Maybe if Baker learns 37 different curveballs and how to throw them wherever he wants ...
Byung-hyun Kim
I thought Baker would be the winner, but no. We have to go back to the Diamondback well and get a pailful of funk. Baseball is better with weirdos, batters who slap at the ball with swinging bunts, knuckleballers, and Pat Venditte. But we don’t have nearly enough side-armers.
Brad Ziegler is a fine representative, but I’m greedy. I want more.
That is a fun baseball pitch, and Kim has also been active recently. He pitched for the Kia Tigers in 2015, his fourth straight season in the KBO. He, uh, wasn’t good in any of them, finishing his last season with a 6.98 ERA in 49 innings, but let’s not forget Scott Kazmir’s 5.34 ERA for the Sugar Land Skeeters two seasons before his comeback.
Kim is about to turn 38, which means he’s in his prime for a funkballer.

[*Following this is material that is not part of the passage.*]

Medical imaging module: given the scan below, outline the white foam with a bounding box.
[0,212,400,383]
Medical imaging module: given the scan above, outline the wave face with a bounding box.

His problems began when he attempted to convert to a starting pitcher back in 2005, so we’ll keep him in the bullpen for now.
MARLINS: Two years, $16 million. We can’t include a no-trade clause.
Uh, well, he’s not really making a comeback, see, this is just a silly Friday article filled with hypoth...
MARLINS: Two years, $18 million. We still can’t include a no-trade clause.
Sold. And I’ll take my five percent. Thank you.
Jamie Moyer
And we’re probably done here. It’s a fun game, though. Here’s a list to help you out. Kris Benson! Carlos Marmol! Noah Lowry! Wade Miller! And when you’re done picking out your comeback story, reflect on how weird Rich Hill is again.
Maybe we’ll get something similar with Tomo Ohka. He’ll be 41. He hasn’t pitched in the states in years. And he throws a knuckleball now. Let’s hold hands and hope that baseball is getting ready for something silly.